Достоевский над бездной безумия - [7]
В переживаниях Ефимова в какой-то степени проигрывается возможность развития безумия, которое, по мысли писателя, находящегося в творческом кризисе, может грозить и ему, если он не обуздает свой характер (обидчивость, тщеславие, зависть). О борьбе Достоевского с тем, что он у себя считал дурным и недостойным, намекают строки в повести: «...есть такие характеры, которые очень любят считать себя обиженными и угнетенными, жаловаться на это вслух или утешать себя втихомолку, поклоняясь своему непризнанному величию» (2; 157). Трагедия болезненного тщеславия Ефимова, подогреваемого недоброжелателями, проявлялась в том, что он ни в ком из петербургских скрипачей не находил себе равного. Недоброжелатели специально заговаривали при нем о каком-нибудь талантливом музыканте, чтобы втянуть в разговор его самого. Они получали удовольствие от его едких замечаний и брани в адрес мнимых соперников. В результате все более увеличивалась пропасть между Ефимовым и артистами, над которыми он насмехался, хотя те «...сознавались в дельности нападок его и в справедливости его суждения» (2; 158). И в этом крайнем одиночестве в противостоянии окружающим его подстерегало надвигающееся «безумие, сторожившее его уже десять лет».

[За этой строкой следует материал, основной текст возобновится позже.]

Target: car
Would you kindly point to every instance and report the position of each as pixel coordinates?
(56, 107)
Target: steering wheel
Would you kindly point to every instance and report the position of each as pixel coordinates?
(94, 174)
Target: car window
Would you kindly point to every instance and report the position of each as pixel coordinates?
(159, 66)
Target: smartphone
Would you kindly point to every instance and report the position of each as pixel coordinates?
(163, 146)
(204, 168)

Мысли, высказывавшиеся писателем в письмах этого периода, позволяют предполагать, что он не исключал и для себя возможности безумия, боялся его, искал у себя признаки психического отклонения, которые, как ему казалось, подтверждали его опасения.

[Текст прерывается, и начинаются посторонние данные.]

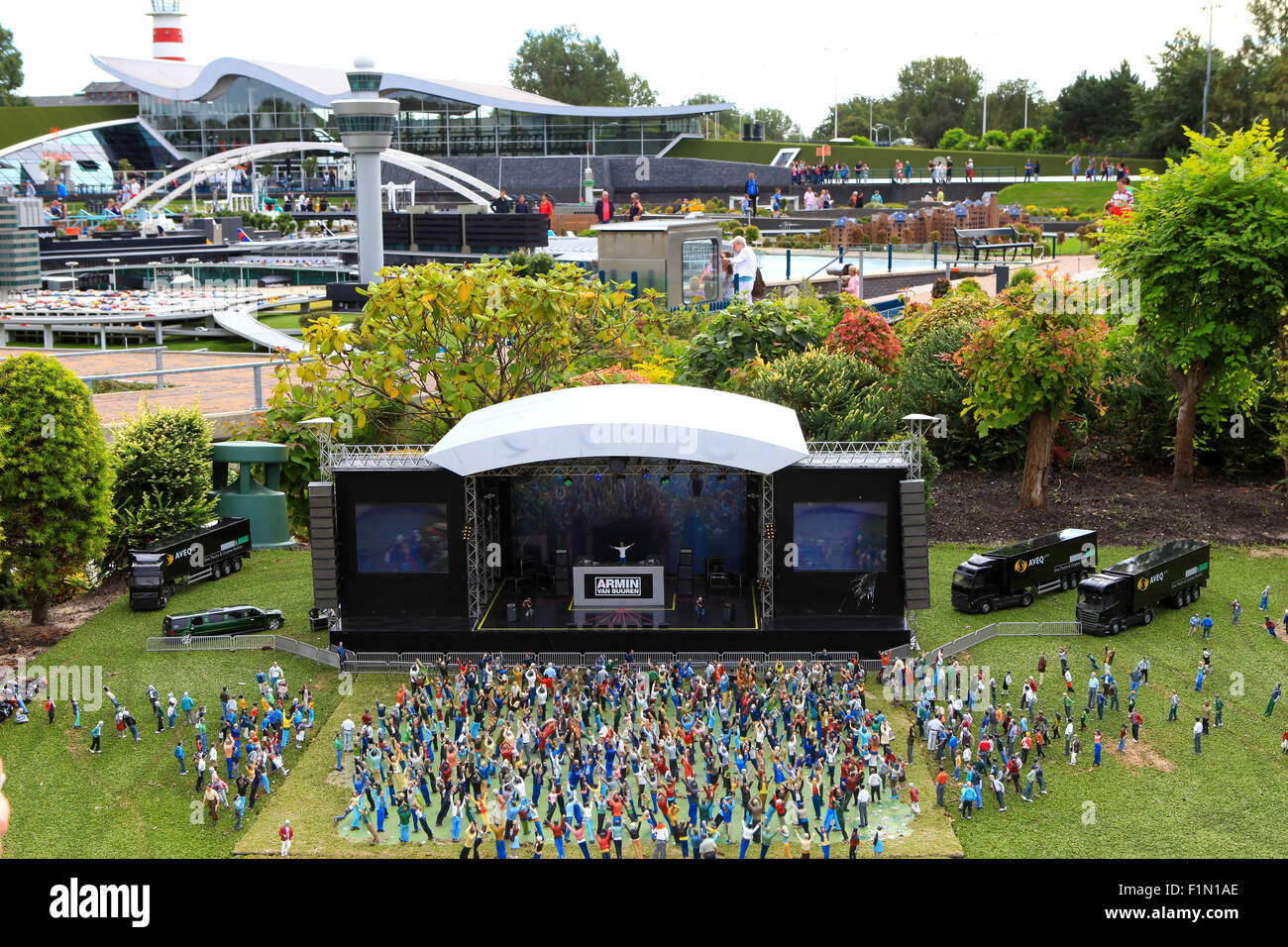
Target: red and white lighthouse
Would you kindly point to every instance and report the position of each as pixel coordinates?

Не считая себя полностью психически здоровым, писатель предполагал, что безумие литературных героев Башмачкина, Поприщина, Черткова, Пискарева и др. – не только художественный прием, но и реальная угроза для человека со слабой устойчивостью психики и богатым воображением в непереносимых ситуациях. Личная трагедия Н. В. Гоголя еще больше воздействовала на мнительного Достоевского, поддерживала в нем беспокойство в отношении своего собственного психического здоровья.
Интересно, что примерно в то же время проблема «безумного, безумного» русского общества была поставлена А. И. Герценом в сатирически стилизованной под психиатрический трактат повести «Доктор Крупов», где автор рассматривает сумасшествие конкретных людей прежде всего как результат проявлений бесчеловечности общества в условиях царизма. Со сходных позиций подходил и В. Г. Белинский к трагедии творческого роста Достоевского: «Должно быть, потрепала его, бедного, жизнь! Тяжелое настало время, надо иметь воловьи нервы, чтобы они выдержали все условия нынешней жизни. Если не будет просвета, так, чего доброго, все поголовно будут психически больны».[18]
Сам же Достоевский, опираясь на собственные переживания, разрабатывая тему социальных истоков безумия создаваемых им героев, оказался глубже, прозорливей, самокритичней и Герцена, и Белинского. Личная ответственность, вина как его героев, так и его самого не снималась, не оправдывалась им ссылками на тягостность и непереносимость ситуации в обществе. Он не прощал себе в первую очередь всяких проявлений эгоизма, зависти, неспособности понять других. Сходящий с ума чиновник Голядкин в повести «Двойник» гибнет прежде всего от того, что низменные чувства становятся у него господствующими. Вся активность богатого воображения этого несчастного человека переключается на мысленное проигрывание интриг окружающих его людей. «Я теперь настоящий Голядкин... Голядкин выиграл от моего сплина. Родилось две мысли и одно новое положение...» (28; 1; 110–112), – пишет Достоевский в письме к брату, сравнивая свой душевный кризис с переживаниями создаваемого им героя.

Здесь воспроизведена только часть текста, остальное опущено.